Narodowy Bank Polski będzie wspierał wspólne stanowisko banków w sprawie rozwiązania problemu kredytów walutowych - poinformował Adam Glapiński, prezes NBP, podczas piątkowej wideokonferencji.
- Nasza odpowiedzialność za kredyty walutowe dotyczy pewnych makroparametrów, ale banki same muszą sobie dać radę z tym problemem. Rozumiem narastające problemy wynikające z decyzji sądowych, NBP w żaden sposób nie może na nie wpływać. Nie może o ten problem być przerzucany na NBP. Zarządy banków komercyjnych muszą się z tym zmierzyć – mówił Glapiński. Zapytany o to czy NBP może użyć swych rezerw walutowych, aby wzmocnić złotego i ułatwić przewalutowania kredytów, odparł, że „bank centralny nie może działać jak Święty Mikołaj".

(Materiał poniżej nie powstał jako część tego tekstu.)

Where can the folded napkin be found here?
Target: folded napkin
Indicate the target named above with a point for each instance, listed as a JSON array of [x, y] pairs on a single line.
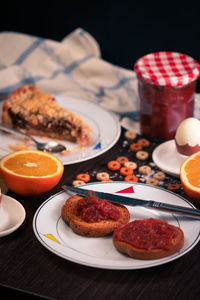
[[72, 67]]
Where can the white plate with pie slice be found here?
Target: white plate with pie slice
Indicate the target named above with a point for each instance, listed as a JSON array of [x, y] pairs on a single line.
[[104, 126], [57, 237]]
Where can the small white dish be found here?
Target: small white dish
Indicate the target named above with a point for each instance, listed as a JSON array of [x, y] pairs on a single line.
[[167, 158], [12, 215]]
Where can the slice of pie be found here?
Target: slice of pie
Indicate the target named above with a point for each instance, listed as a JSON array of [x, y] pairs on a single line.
[[37, 113]]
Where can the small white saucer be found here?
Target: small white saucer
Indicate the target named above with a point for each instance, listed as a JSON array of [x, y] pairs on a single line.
[[12, 215], [167, 158]]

- Obserwujemy sytuację, modelujemy potencjalny jej rozwój. Jeśli sektor bankowy wypracuje spójne, powszechne stanowisko – a nie będą to pomysły poszczególnych banków - to jeśli sektor wypracuje takie stanowisko, to będziemy to oczywiście wspierać. Państwo nie może ponosić kosztów błędnych decyzji banków komercyjnych - powiedział prezes NBP.
Ocenił, że sytuacja frankowa w Polsce nie jest taka jak była na Węgrzech, gdzie interwencja państwa była jego zdaniem niezbędna dla ratowania systemu finansowego. – W Polsce co roku sporo kredytów frankowych ubywa, są one lepiej spłacane niż złotowe. Powodem pogorszenia sytuacji banków wynika z wyroków sądów. Jeśli banki mają oczekiwania lub uwagi, powinny je kierować do sądów i sędziów – mówił Glapiński.
Zapytany o umocnienie franka szwajcarskiego (NBP ostatnio kupował rezerwy walutowe, co osłabiało złotego, choć sam prezes używa terminu „zmniejszało presję na aprecjację złotego") i wzrost wartości tych hipotek pozostających do spłaty, odparł, że sytuacja frankowiczów jest dobra, bo m.in. wynagrodzenia szybko rosły w ostatnich latach.